Aurora río suavemente, sin avergonzarse —no con él. ¿No era acaso todo lo de ella suyo, como era todo lo de él de ella? — y asintiendo. Ladeó la cabeza.

—Acúsame —lo retó. Azael se inclinó hacia adelante, sin llegar a rozar sus labios.

—¿Quieres probarme? —él le devolvió la jugada y Aurora lo miró a los ojos, comenzando a ruborizarse. Antes de que pudiera responder, Aurora le dio un besito. Corto y dulce, de los que ella solo entregaba a él.

—Dime dónde estabas —ella le recordó el hilo de su pregunta una vez que se separó. Azael parecía atento en ella aún, mirándole los labios. Poco después, alzó la mirada hacia sus ojos.

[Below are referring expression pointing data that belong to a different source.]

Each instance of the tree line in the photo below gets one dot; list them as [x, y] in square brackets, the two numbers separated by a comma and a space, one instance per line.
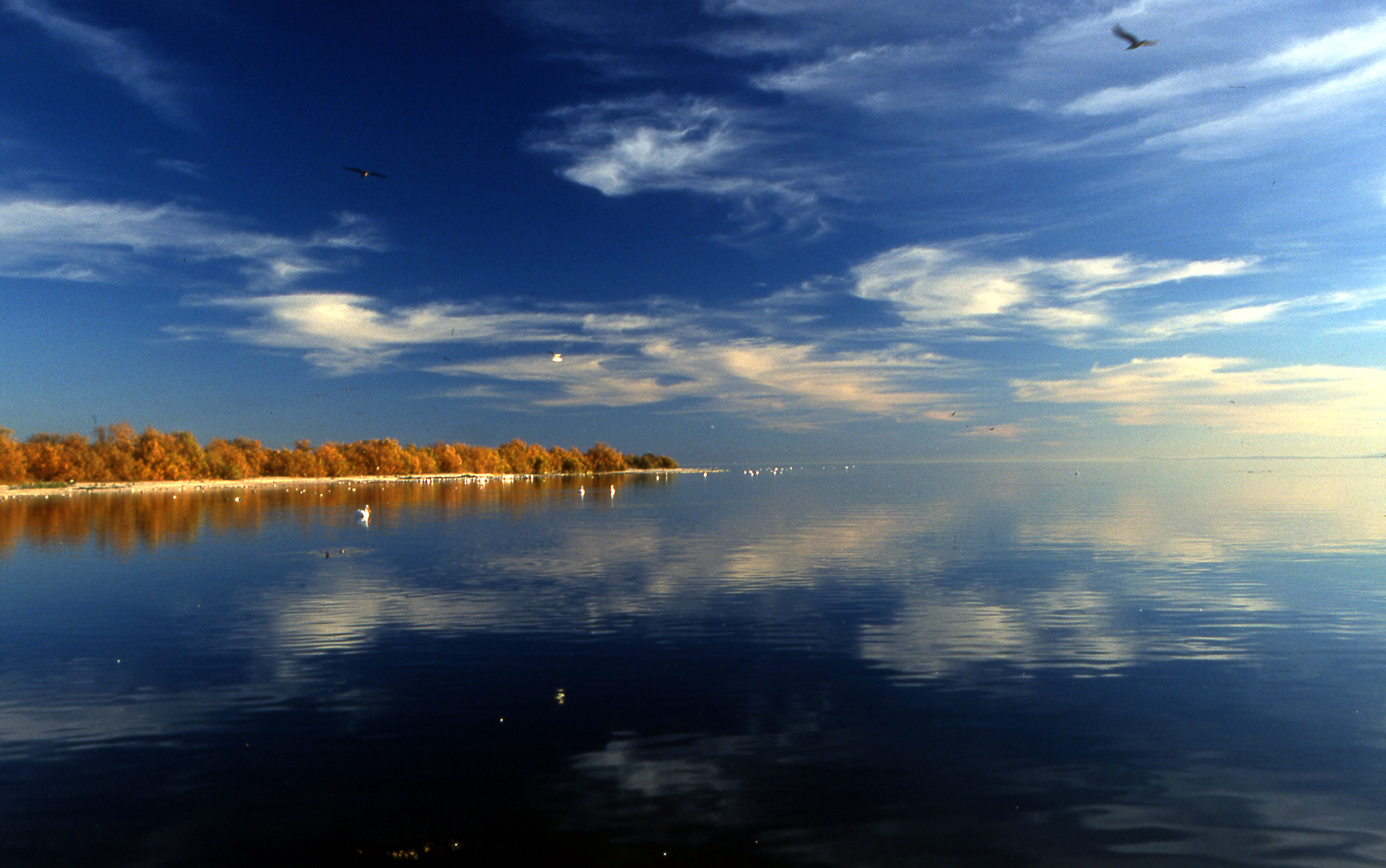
[117, 453]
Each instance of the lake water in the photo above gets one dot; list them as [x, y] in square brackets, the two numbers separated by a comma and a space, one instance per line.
[1129, 663]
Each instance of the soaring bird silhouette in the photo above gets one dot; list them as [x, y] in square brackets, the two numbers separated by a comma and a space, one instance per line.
[1136, 43]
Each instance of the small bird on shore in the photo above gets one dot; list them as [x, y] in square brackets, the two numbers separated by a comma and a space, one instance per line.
[1130, 38]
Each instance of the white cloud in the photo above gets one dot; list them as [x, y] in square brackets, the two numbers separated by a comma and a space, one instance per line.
[111, 53]
[105, 241]
[1078, 299]
[658, 143]
[610, 359]
[1235, 395]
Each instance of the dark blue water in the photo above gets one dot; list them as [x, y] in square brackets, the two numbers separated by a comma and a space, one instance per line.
[1162, 663]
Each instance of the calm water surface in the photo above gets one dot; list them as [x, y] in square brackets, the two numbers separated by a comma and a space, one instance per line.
[1149, 663]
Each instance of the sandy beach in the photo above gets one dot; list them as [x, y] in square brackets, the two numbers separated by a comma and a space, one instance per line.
[262, 482]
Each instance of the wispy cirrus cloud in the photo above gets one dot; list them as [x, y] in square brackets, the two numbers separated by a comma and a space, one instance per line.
[1237, 395]
[1075, 301]
[111, 53]
[660, 355]
[107, 241]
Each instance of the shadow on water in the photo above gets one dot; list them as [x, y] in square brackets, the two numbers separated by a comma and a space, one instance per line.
[124, 521]
[1009, 665]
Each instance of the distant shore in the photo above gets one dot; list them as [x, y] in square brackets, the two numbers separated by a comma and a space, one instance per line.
[262, 482]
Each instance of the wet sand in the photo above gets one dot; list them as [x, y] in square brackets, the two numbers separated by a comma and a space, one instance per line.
[206, 485]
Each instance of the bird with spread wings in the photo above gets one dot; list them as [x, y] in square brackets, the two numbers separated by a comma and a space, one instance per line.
[1130, 38]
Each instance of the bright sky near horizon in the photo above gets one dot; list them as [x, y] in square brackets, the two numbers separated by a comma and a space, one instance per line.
[753, 229]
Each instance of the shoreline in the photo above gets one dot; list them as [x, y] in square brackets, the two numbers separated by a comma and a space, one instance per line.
[260, 482]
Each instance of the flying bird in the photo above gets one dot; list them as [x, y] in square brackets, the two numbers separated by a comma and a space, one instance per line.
[1130, 38]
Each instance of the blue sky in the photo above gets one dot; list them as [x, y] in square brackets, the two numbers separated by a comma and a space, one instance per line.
[755, 229]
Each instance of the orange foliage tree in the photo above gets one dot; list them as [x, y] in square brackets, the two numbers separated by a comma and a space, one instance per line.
[118, 454]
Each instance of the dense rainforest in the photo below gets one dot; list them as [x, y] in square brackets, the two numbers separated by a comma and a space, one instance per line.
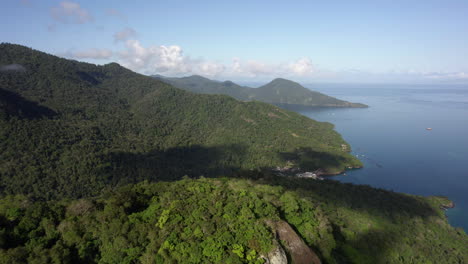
[230, 221]
[279, 91]
[69, 129]
[99, 164]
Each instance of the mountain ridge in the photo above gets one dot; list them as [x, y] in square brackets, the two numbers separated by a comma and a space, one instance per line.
[279, 91]
[111, 126]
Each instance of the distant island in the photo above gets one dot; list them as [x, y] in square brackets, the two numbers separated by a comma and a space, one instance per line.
[99, 164]
[279, 91]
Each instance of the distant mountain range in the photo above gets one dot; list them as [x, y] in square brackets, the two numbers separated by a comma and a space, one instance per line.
[81, 146]
[279, 91]
[79, 127]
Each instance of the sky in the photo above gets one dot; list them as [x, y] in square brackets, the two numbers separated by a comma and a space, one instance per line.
[374, 41]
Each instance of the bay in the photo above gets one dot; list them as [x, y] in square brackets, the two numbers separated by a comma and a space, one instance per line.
[392, 140]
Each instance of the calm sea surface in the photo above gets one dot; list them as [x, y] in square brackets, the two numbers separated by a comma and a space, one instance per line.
[391, 139]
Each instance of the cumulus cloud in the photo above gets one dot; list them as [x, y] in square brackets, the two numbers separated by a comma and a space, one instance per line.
[12, 68]
[97, 54]
[171, 60]
[70, 12]
[116, 13]
[301, 67]
[155, 59]
[125, 34]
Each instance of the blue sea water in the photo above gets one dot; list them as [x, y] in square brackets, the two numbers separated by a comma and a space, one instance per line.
[391, 139]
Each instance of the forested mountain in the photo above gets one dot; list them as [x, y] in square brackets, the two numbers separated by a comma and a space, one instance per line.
[69, 128]
[82, 145]
[279, 91]
[232, 221]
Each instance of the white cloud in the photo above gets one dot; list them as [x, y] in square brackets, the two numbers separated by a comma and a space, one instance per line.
[302, 67]
[171, 60]
[125, 34]
[115, 13]
[168, 60]
[97, 54]
[70, 12]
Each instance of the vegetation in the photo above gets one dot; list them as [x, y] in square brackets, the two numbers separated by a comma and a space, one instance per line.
[279, 91]
[70, 129]
[80, 147]
[225, 221]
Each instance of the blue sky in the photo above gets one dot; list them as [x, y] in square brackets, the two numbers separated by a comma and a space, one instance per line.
[324, 41]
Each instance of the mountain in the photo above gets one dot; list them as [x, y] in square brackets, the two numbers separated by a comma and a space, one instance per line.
[69, 129]
[279, 91]
[232, 221]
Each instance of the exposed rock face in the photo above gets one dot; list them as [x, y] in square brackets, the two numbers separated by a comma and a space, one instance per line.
[277, 256]
[300, 253]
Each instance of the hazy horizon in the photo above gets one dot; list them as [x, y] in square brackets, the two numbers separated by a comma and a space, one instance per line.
[337, 41]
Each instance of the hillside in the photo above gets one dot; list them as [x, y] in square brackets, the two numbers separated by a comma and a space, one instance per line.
[279, 91]
[70, 129]
[232, 221]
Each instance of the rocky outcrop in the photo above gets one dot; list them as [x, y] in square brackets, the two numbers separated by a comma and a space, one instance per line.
[276, 256]
[299, 252]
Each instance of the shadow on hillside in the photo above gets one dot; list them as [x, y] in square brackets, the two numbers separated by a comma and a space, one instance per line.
[378, 204]
[15, 105]
[174, 163]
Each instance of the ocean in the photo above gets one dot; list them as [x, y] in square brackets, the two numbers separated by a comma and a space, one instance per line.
[392, 139]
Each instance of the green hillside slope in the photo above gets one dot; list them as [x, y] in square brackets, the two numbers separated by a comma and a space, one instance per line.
[231, 221]
[70, 129]
[279, 91]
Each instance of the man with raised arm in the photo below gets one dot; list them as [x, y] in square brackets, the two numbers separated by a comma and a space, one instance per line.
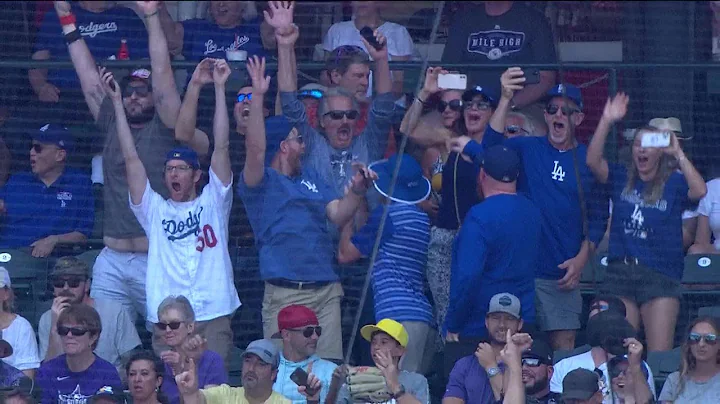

Oh, ¿Cómo le decía a Aurora que él, en realidad, había ido a buscarla porque necesitaba tenerla en su piel, quitándole ese aroma a viciado que le dejaba Paradise e Inferno cada vez que iba ahí? Llevaba toda la noche entrenando, con Anker, cuando no pudo más: era cómo si aquel lugar se le pegara a pellizcos en la piel, contaminándolo y siendo para él su única solución ir hacia ella. Se había convertido en ello, un manojo de debilidades e impotencia, más que ira y furia. Detestaba ese lugar tanto como odiaba lo que significaba. Estar ahí no solo significaba una amenaza para los Harvet —para él mismo— sino, para ella. La muñequita que una noche había ido a buscarlo ahí y, con ello, se había mostrado ante todos esos dementes que visitaban el Círculo.

Él negó, besándole la corona de cabellos rojos sobre la cabeza.

—De ningún lado —le mintió, acercándose para rodearla con sus brazos. Ella se rindió un poco, apaciguándose contra su pecho.